Resolving ambiguous direction of arrival of weak meteor radar trail echoes

Abstract. Meteor phenomena cause ionized plasmas that can be roughly divided into two distinctly different regimes: a dense and transient plasma region co-moving with the ablating meteoroid and a trail of diffusing plasma left in the atmosphere and moving with the neutral wind. Interferometric radar systems are used to observe the meteor trails and determine their positions and drift velocities. Depending on the spatial configuration of the receiving antennas and their individual gain patterns, the voltage response can be the same for several different plane wave Directions Of Arrival (DOA), thereby making it impossible to determine the correct direction. Noise can create the same effect even if the system contains no theoretical ambiguities. We propose a method for interferometric meteor trail radar data analysis using coherent integration of the signal spatial correlation to resolve DOA ambiguities.
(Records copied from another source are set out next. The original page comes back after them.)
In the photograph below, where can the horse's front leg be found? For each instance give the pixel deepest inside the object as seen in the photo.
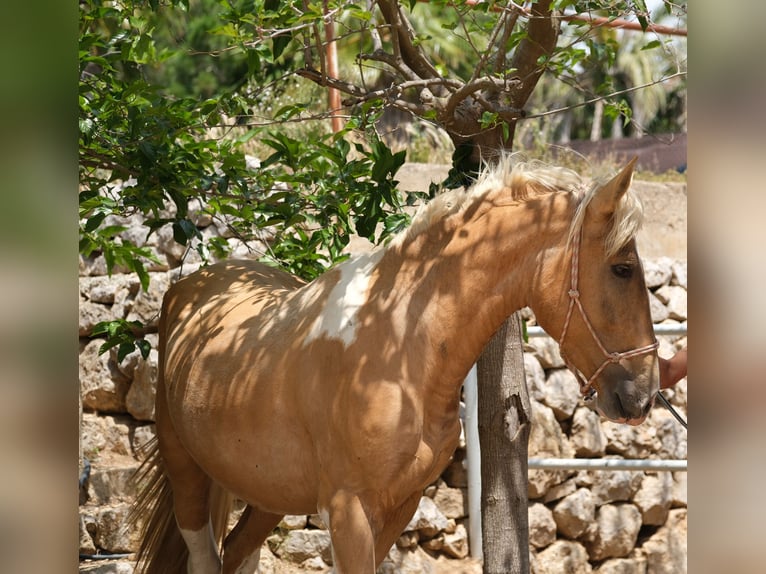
(351, 532)
(242, 548)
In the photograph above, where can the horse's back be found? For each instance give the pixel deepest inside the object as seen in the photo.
(225, 283)
(210, 311)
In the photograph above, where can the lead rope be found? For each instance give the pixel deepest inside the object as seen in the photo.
(586, 385)
(672, 410)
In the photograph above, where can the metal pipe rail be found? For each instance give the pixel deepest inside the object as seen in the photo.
(473, 462)
(606, 464)
(663, 329)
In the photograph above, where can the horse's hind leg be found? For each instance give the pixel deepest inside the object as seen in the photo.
(191, 496)
(242, 549)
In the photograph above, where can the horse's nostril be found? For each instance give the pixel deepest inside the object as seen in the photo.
(648, 406)
(620, 406)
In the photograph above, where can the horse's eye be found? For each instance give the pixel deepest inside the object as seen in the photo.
(622, 270)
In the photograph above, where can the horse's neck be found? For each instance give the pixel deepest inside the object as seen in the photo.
(468, 278)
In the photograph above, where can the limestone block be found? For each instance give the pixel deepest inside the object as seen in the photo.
(657, 272)
(616, 532)
(102, 385)
(542, 527)
(675, 300)
(141, 395)
(562, 393)
(587, 438)
(654, 497)
(633, 565)
(451, 501)
(546, 439)
(546, 350)
(630, 441)
(610, 485)
(407, 561)
(112, 483)
(293, 522)
(428, 520)
(535, 377)
(147, 304)
(114, 535)
(680, 273)
(563, 557)
(104, 434)
(301, 545)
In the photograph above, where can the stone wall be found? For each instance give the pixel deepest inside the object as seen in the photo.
(614, 521)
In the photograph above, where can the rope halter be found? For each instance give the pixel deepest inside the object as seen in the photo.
(586, 384)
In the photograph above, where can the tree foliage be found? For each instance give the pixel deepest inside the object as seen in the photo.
(153, 135)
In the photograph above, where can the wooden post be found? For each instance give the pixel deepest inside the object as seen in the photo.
(504, 426)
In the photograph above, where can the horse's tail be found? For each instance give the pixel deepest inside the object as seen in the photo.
(162, 549)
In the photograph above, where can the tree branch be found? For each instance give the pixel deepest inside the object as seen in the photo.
(543, 31)
(401, 36)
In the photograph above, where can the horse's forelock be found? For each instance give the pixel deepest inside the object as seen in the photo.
(627, 220)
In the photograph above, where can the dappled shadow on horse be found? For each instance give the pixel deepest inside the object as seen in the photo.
(340, 396)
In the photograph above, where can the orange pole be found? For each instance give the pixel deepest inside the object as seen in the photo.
(331, 61)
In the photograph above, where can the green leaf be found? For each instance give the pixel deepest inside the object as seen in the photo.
(184, 230)
(651, 45)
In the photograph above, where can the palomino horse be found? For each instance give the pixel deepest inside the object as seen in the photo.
(340, 396)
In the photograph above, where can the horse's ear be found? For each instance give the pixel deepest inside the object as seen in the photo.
(608, 196)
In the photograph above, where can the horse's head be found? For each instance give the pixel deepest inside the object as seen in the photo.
(601, 314)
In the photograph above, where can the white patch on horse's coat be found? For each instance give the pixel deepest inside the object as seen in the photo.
(324, 515)
(338, 317)
(250, 564)
(203, 554)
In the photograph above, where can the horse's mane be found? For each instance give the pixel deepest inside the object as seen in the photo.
(525, 179)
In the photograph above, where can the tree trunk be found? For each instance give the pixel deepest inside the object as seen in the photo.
(504, 426)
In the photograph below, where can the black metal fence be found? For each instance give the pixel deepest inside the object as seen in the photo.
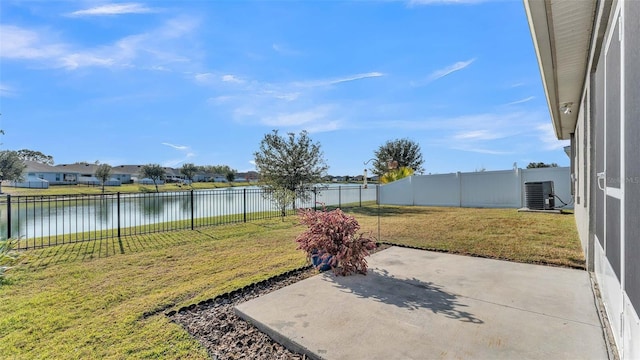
(40, 221)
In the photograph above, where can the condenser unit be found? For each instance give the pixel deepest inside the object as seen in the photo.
(539, 195)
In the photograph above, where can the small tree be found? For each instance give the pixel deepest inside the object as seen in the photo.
(154, 172)
(332, 235)
(11, 166)
(396, 154)
(289, 166)
(189, 170)
(396, 174)
(540, 165)
(103, 173)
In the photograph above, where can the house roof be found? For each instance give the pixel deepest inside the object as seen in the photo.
(79, 168)
(563, 38)
(33, 166)
(91, 168)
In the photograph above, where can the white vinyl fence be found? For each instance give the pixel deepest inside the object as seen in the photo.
(493, 189)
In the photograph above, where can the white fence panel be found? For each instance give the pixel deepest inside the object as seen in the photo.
(504, 189)
(437, 190)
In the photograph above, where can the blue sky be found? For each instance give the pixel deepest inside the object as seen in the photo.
(171, 82)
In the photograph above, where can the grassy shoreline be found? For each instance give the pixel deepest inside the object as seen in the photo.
(102, 299)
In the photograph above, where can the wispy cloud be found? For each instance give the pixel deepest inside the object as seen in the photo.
(232, 79)
(520, 101)
(19, 43)
(317, 119)
(448, 70)
(186, 150)
(444, 2)
(478, 135)
(335, 81)
(285, 50)
(481, 150)
(113, 9)
(294, 105)
(177, 147)
(548, 137)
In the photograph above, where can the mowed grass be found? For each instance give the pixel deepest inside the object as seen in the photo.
(90, 301)
(106, 299)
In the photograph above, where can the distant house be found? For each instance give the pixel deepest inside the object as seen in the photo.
(87, 174)
(37, 175)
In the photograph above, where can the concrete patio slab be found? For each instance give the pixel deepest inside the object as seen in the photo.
(416, 304)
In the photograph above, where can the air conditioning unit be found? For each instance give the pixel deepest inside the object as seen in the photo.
(539, 195)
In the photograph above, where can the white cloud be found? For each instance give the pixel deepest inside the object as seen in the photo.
(327, 82)
(480, 150)
(113, 9)
(548, 137)
(232, 79)
(521, 101)
(153, 50)
(477, 135)
(285, 50)
(186, 150)
(450, 69)
(203, 77)
(177, 147)
(19, 43)
(297, 119)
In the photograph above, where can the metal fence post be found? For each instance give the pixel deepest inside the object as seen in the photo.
(8, 216)
(244, 204)
(192, 210)
(118, 209)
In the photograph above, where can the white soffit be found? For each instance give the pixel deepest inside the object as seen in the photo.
(562, 32)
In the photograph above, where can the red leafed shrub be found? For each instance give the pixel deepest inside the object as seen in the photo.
(333, 236)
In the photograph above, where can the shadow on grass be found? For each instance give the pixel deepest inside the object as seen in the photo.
(411, 294)
(97, 249)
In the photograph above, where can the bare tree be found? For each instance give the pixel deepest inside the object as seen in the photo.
(11, 166)
(395, 154)
(103, 173)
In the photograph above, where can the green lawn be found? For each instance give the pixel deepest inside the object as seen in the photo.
(89, 300)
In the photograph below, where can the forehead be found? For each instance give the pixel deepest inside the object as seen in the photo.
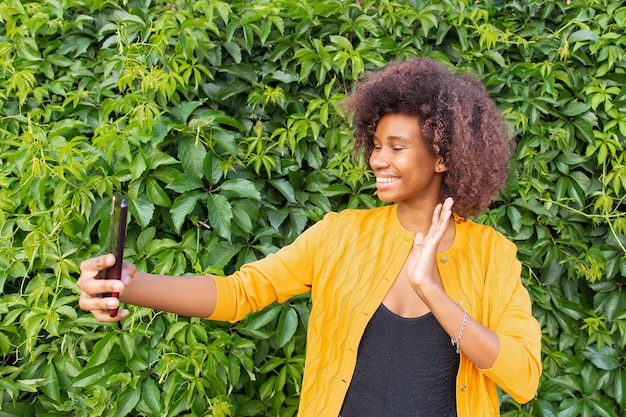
(398, 126)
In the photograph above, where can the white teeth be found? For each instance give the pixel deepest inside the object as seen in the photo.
(386, 180)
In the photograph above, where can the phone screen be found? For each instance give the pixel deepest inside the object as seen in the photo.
(117, 238)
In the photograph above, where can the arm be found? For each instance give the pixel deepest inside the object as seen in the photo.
(188, 296)
(507, 347)
(479, 343)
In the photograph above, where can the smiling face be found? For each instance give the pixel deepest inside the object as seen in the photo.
(405, 168)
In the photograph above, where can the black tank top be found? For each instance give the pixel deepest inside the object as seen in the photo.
(406, 367)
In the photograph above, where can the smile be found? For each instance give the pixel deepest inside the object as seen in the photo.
(387, 179)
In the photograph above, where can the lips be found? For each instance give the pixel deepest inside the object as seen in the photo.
(386, 180)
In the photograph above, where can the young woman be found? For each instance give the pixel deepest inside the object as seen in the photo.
(416, 310)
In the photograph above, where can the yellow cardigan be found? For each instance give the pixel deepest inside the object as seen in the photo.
(349, 261)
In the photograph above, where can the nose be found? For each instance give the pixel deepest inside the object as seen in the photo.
(379, 159)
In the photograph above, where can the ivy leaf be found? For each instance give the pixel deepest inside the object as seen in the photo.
(287, 326)
(220, 215)
(192, 157)
(183, 205)
(241, 188)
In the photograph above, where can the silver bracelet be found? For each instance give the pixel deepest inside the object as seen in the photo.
(455, 342)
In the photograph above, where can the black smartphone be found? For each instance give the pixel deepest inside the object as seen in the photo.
(117, 239)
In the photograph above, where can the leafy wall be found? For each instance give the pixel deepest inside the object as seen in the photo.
(222, 123)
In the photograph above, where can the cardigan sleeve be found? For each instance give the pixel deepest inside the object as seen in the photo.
(517, 368)
(277, 277)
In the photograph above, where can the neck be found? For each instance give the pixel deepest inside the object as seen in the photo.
(416, 218)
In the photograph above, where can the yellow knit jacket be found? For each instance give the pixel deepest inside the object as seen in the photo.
(349, 261)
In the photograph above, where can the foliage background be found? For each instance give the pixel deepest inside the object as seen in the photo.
(221, 121)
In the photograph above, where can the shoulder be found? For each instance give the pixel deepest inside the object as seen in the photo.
(378, 221)
(470, 233)
(359, 215)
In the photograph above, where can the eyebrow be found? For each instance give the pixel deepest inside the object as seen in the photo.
(394, 138)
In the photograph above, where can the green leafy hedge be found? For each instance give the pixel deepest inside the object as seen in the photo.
(221, 121)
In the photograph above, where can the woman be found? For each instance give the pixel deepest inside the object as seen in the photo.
(416, 310)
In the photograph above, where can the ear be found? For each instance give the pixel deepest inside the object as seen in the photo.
(441, 166)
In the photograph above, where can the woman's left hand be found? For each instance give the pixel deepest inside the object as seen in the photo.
(421, 263)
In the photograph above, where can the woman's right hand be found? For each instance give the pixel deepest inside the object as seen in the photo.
(92, 288)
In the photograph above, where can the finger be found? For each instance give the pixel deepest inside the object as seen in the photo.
(128, 272)
(90, 268)
(96, 287)
(105, 317)
(419, 239)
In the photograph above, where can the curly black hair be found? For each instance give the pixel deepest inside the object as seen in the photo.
(459, 122)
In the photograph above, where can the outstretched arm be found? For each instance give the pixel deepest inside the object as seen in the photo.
(188, 296)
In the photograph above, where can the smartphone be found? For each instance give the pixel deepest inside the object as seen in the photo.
(117, 239)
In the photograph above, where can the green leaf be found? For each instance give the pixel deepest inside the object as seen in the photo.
(241, 188)
(287, 326)
(100, 352)
(192, 157)
(183, 205)
(220, 215)
(156, 194)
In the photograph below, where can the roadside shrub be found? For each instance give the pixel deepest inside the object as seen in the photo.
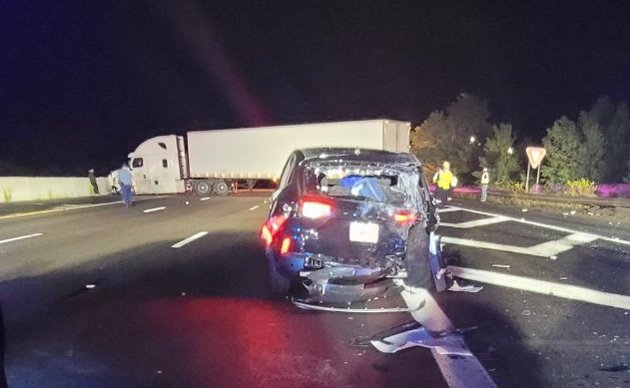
(581, 188)
(611, 190)
(513, 186)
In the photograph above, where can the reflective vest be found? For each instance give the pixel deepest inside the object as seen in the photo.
(444, 180)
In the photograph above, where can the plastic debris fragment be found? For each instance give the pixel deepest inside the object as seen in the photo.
(451, 344)
(469, 288)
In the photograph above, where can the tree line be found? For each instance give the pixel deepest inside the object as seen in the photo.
(595, 146)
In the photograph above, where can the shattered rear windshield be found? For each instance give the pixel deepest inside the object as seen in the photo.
(361, 181)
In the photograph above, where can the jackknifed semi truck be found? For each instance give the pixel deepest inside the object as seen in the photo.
(210, 161)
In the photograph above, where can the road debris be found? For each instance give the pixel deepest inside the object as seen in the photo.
(614, 368)
(451, 344)
(307, 306)
(456, 287)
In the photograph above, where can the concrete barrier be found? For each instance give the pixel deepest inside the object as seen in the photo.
(17, 189)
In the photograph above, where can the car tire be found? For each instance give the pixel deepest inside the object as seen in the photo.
(203, 188)
(278, 284)
(221, 188)
(417, 257)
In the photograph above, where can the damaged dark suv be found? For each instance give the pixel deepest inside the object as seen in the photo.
(344, 221)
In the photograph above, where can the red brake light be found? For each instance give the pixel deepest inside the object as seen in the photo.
(286, 245)
(271, 228)
(405, 217)
(316, 208)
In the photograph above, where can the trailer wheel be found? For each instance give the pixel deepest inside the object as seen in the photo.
(203, 187)
(221, 188)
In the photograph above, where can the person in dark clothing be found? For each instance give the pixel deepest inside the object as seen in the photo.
(93, 180)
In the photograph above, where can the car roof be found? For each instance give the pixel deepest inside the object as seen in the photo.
(358, 155)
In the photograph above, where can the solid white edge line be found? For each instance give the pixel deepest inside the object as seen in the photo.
(155, 209)
(20, 238)
(547, 226)
(566, 291)
(458, 372)
(189, 239)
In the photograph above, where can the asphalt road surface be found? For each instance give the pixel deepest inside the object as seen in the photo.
(172, 292)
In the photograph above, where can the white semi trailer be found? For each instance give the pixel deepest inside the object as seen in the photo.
(209, 161)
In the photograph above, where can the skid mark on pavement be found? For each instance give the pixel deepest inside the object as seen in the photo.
(543, 287)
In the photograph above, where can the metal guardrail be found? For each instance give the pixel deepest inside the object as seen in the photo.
(596, 201)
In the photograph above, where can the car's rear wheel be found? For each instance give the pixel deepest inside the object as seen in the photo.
(278, 284)
(417, 259)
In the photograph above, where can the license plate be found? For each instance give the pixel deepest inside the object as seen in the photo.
(363, 232)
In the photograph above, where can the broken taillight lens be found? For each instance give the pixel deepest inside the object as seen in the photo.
(405, 217)
(271, 228)
(315, 208)
(286, 245)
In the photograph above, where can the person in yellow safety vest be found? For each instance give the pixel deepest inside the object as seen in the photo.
(485, 180)
(444, 181)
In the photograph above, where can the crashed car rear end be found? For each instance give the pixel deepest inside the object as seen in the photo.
(344, 222)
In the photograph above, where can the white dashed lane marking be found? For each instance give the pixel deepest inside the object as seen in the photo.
(189, 239)
(546, 249)
(476, 223)
(544, 287)
(155, 209)
(20, 238)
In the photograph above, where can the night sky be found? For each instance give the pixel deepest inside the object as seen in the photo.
(83, 82)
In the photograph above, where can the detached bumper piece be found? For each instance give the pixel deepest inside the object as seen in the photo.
(344, 285)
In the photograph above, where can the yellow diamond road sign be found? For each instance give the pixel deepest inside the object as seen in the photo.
(535, 155)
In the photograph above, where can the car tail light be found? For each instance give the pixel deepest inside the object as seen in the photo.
(271, 228)
(286, 245)
(315, 207)
(405, 217)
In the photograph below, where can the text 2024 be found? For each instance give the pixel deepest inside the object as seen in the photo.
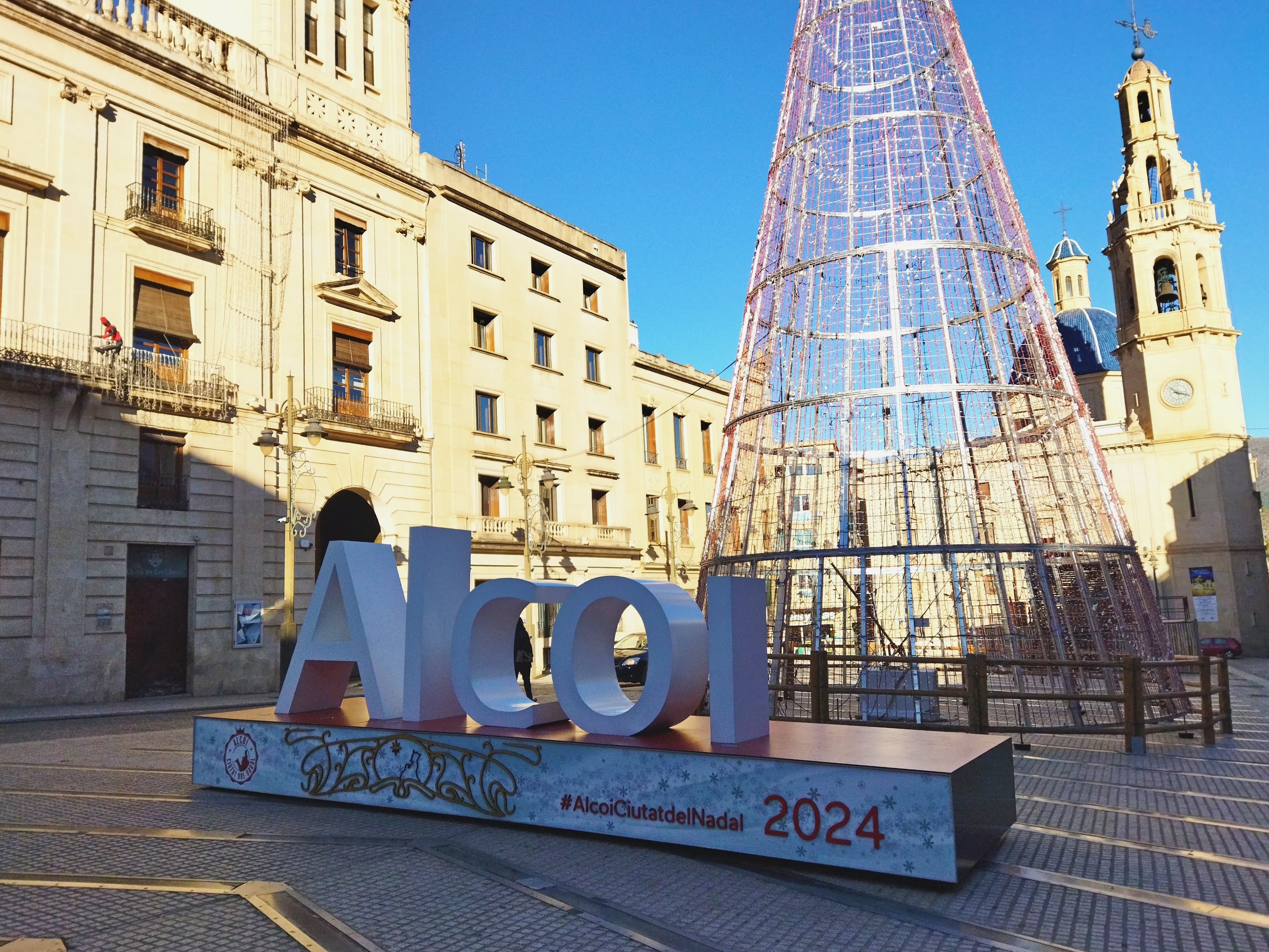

We have validated the method by a combination of Monte Carlo simulations and application on 10 minutes of measurement data (174 meteor events) obtained with the Sodankylä Geophysical Observatory SKiYMET all-sky interferometric meteor radar. We also applied a Bayesian method to determine the true location of ambiguous events in the data set. In 26 out of 27 (~ 96 %) ambiguous cases, the coherently integrated spatial correlation gave the correct output DOA as determined by Bayesian inference. In the one case that was mis-classified there were not enough radar pulses to coherently integrate for the method to be effective.